Face à l’échec patent du Conseil présidentiel de transition, la Caricom multiplie les consultations discrètes avec les acteurs politiques haïtiens. L’objectif : relancer un processus de négociation avant que la situation ne se dégrade davantage. Une initiative qui témoigne de l’inquiétude croissante de la communauté internationale.

Alors que Port-au-Prince s’enlise dans la violence et que les promesses électorales du Conseil présidentiel de transition (CPT) tardent à se concrétiser, la diplomatie caribéenne se mobilise en coulisses. Cette semaine, le Groupe des éminentes personnalités (GPE) de la Caricom a discrètement consulté plusieurs leaders politiques haïtiens, ouvrant la voie à de possibles nouvelles négociations pour sortir le pays de la crise.

Un constat d’échec partagé

Les signaux sont unanimes : le système politique actuel ne fonctionne pas. André Michel, figure emblématique du regroupement « 21 décembre », ne mâche pas ses mots. Pour lui, il n’est pas nécessaire d’attendre le 7 février 2026 – date théorique de fin de la transition – pour constater l’échec du pouvoir en place. « Face à l’échec sans appel du CPT et de la Gouvernance politique actuelle, la reprise des négociations permettra aux parties prenantes de faire le diagnostic de la situation », explique-t-il au Nouvelliste.

Cette analyse rejoint celle de nombreux observateurs, qu’ils soient en Haïti ou dans la diaspora. Depuis Brooklyn jusqu’à Miami, en passant par Montréal, les communautés haïtiennes expriment leur frustration face à une transition qui piétine pendant que les gangs contrôlent toujours une grande partie du territoire national.

La Caricom en médiateur de la dernière chance

L’intervention du GPE de la Caricom n’est pas anodine. Cette organisation, qui rassemble les pays des Caraïbes anglophones et francophones, a toujours maintenu des liens privilégiés avec Haïti. Pour les dirigeants caribéens, la stabilisation d’Haïti représente un enjeu régional majeur, tant sur le plan sécuritaire qu’économique.

Jean André Victor, du Collectif du 30 janvier, confirme ces consultations tout en restant prudent : « Ils sont en train d’explorer les possibilités de discussions. Ce sera possible ou pas, en fonction des réactions des acteurs. » Cette approche méthodique témoigne de la volonté de la Caricom d’éviter les écueils des précédentes initiatives de médiation.

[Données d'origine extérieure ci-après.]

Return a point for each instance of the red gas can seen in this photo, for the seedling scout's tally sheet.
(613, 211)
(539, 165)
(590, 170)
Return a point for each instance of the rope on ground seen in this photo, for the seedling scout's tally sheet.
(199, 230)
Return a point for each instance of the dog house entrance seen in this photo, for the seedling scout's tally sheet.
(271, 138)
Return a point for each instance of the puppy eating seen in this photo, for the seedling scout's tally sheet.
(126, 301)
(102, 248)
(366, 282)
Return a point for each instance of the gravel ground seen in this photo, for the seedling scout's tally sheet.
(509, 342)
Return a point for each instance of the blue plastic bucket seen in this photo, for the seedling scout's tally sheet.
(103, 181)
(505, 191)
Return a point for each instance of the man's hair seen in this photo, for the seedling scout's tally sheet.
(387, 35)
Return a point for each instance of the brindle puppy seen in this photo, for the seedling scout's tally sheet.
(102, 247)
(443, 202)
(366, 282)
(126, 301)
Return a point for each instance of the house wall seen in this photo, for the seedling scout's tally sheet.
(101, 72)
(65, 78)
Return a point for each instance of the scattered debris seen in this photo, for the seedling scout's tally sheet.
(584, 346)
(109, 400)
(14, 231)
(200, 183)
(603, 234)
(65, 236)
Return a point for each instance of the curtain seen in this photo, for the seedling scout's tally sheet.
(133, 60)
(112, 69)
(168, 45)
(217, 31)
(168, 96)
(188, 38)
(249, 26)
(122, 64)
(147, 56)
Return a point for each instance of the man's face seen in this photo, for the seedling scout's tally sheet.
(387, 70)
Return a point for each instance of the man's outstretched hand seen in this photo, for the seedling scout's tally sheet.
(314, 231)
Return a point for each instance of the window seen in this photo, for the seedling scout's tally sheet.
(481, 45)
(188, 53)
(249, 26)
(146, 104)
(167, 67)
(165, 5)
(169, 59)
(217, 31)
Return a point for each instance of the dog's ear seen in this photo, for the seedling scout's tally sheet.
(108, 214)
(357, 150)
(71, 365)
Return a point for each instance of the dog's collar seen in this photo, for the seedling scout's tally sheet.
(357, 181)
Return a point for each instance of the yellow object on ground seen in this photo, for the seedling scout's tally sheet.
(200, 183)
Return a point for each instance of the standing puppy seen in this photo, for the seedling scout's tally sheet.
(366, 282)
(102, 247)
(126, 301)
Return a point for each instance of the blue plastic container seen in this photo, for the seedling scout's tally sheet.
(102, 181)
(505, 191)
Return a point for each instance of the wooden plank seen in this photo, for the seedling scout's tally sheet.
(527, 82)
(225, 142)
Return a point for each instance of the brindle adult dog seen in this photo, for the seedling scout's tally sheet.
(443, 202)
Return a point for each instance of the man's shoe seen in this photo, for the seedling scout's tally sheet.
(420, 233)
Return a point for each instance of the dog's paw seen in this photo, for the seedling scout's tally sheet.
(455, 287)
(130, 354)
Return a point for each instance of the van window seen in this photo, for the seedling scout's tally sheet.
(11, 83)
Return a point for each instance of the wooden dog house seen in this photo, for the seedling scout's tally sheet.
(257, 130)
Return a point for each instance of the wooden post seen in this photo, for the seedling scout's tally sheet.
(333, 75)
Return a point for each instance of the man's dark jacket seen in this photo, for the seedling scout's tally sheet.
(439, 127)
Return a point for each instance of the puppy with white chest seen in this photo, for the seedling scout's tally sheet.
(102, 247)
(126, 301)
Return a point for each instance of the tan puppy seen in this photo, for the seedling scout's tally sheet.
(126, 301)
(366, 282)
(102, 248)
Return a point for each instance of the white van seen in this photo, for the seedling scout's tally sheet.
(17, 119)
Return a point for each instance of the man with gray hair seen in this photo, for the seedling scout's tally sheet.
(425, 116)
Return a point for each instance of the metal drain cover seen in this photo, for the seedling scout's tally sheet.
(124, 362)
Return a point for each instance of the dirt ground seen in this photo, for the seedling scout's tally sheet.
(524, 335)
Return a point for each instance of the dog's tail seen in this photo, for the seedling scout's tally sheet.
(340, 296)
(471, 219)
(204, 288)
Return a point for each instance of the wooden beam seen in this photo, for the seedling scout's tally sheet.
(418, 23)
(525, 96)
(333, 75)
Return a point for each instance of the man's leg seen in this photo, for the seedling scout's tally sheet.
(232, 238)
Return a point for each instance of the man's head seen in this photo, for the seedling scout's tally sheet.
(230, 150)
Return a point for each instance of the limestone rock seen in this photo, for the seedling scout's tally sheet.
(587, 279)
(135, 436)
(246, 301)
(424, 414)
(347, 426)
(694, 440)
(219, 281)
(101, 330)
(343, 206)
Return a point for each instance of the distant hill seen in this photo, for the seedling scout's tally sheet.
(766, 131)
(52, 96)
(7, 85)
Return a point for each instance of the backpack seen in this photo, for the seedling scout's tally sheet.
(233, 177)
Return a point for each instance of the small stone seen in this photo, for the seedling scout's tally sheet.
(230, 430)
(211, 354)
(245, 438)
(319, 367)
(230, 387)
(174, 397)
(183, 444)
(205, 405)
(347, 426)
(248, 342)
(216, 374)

Tous les partis sur la même longueur d’onde

L’unanimité des réactions surprend dans un paysage politique haïtien habitué aux divisions. Claude Joseph, de l’EDE, confirme sa disponibilité : « EDE est prêt à participer à toutes les initiatives visant à une résolution de la crise. » Même son de cloche du côté de la société civile, avec Me Gédéon Jean du CARDH qui a également été consulté.

Cette convergence traduit peut-être une prise de conscience collective : face à l’ampleur de la crise sécuritaire et humanitaire, les querelles politiciennes passent au second plan. Pour les familles haïtiennes qui vivent au quotidien sous la menace des gangs, cette ouverture au dialogue représente une lueur d’espoir.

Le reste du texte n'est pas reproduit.